As motivações reais percebem-se se nos mantivermos no âmbito do pensamento político, da disputa pelo poder a partir de seus maiores pilares: dinheiro e prestígio social.
Quem fala contra Bolsa Família não acredita seriamente – exceto uma minoria realmente estúpida demais – nisso de estímulo a vagabundagem, nem está preocupada com o número de vagabundos, até porque quanto maior este número melhor para a Casa Grande. Tampouco há alguém seriamente preocupado com equilíbrio fiscal, desde que o desequilíbrio o favoreça.
A Casa Grande e seus médio servos quer mesmo é apropriar-se deste dinheiro. Ou seja, quer que ele seja gasto com ela e não com os miseráveis. Quer que seja despendido na forma de mais isenções de impostos por despesas que fez porque quis. Quer aumento na cota para importar espelhinhos comprados em Miami sem incidência de impostos. Quer redução de impostos nos bens de consumo de luxo e outras formas de assaltar o Estado.

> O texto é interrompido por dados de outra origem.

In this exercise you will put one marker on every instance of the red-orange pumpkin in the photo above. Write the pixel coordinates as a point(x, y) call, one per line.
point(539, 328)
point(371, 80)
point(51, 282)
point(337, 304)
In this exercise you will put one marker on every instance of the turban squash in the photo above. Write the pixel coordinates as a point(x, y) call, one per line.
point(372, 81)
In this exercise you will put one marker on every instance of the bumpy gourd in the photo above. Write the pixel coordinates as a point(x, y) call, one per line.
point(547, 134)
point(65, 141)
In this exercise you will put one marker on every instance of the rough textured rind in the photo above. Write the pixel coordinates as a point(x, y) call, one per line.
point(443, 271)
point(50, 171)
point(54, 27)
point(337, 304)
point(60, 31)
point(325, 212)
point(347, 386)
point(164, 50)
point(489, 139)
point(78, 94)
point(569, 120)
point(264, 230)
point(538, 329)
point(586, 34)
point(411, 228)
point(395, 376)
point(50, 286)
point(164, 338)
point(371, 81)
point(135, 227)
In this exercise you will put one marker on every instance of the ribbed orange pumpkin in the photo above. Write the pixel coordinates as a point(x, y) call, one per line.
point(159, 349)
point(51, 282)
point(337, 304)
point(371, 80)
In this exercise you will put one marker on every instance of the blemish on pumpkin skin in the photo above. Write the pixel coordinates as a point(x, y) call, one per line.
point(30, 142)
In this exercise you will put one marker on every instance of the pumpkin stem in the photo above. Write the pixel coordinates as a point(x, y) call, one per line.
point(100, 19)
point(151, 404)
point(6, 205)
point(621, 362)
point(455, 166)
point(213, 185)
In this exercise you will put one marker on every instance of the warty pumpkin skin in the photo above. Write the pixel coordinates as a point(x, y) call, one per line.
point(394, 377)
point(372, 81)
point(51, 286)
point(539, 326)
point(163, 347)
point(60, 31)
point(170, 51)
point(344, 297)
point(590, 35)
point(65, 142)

Por outro lado, a obtenção de níveis mínimos de dignidade impede que os miseráveis submetam-se à escravidão da Casa Grande, sempre disfarçada em bonomia e generosidade. Aquela que troca trabalho por três pratos diários de comida e a falsa intimidade dos que se cruzam dentro de casa. Isso diminuiu, encareceu a mão-de-obra não especializada e retirou algo preciosíssimo para as classes médias e altas: a simbologia do servo à disposição.

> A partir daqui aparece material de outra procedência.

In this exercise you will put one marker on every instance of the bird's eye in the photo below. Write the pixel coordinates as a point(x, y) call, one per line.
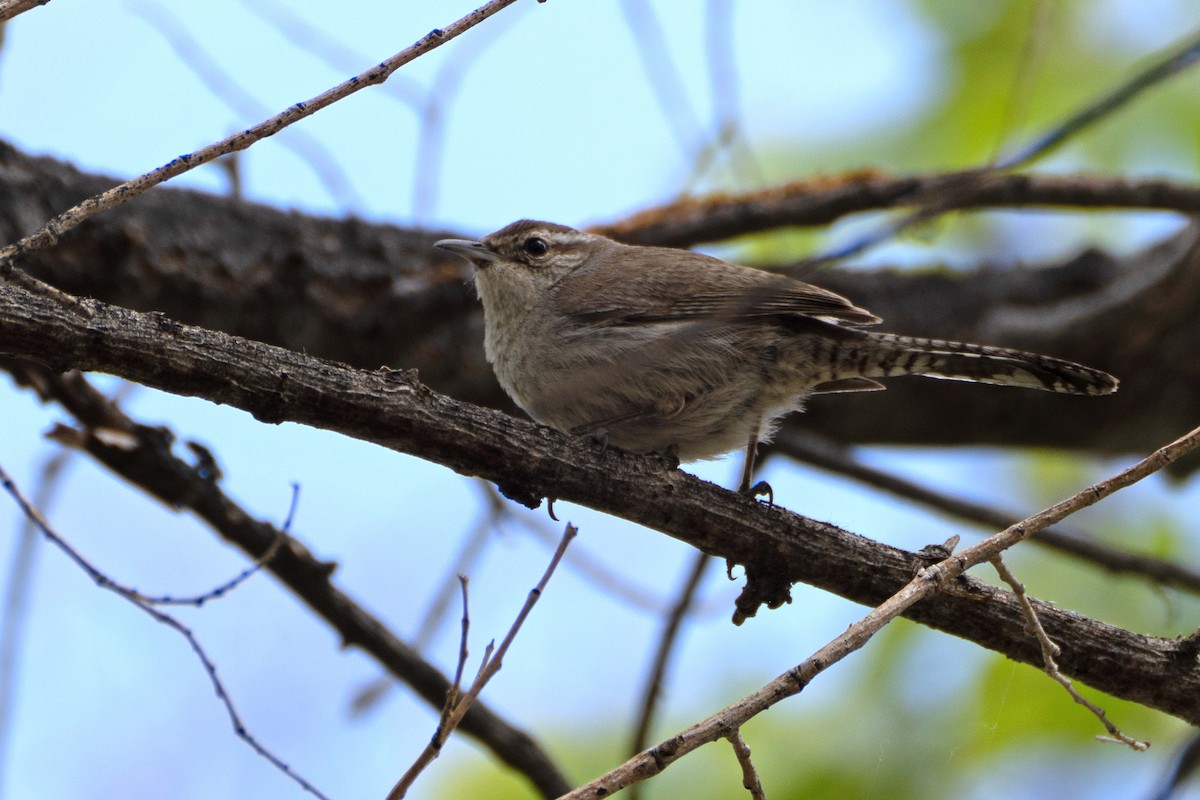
point(535, 246)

É notável que se vejam, com frequência assustadora, as figuras tão clássicas como anacrônicas da senhora que caminha à frente da babá com o filho nos braços. São muito simbólicos o andar à frente e o não precisar fazer esforço físico. Esta é a simbologia do prestígio social, a permanecer quase inalterada mais de cem anos depois das belas pinturas de Debret.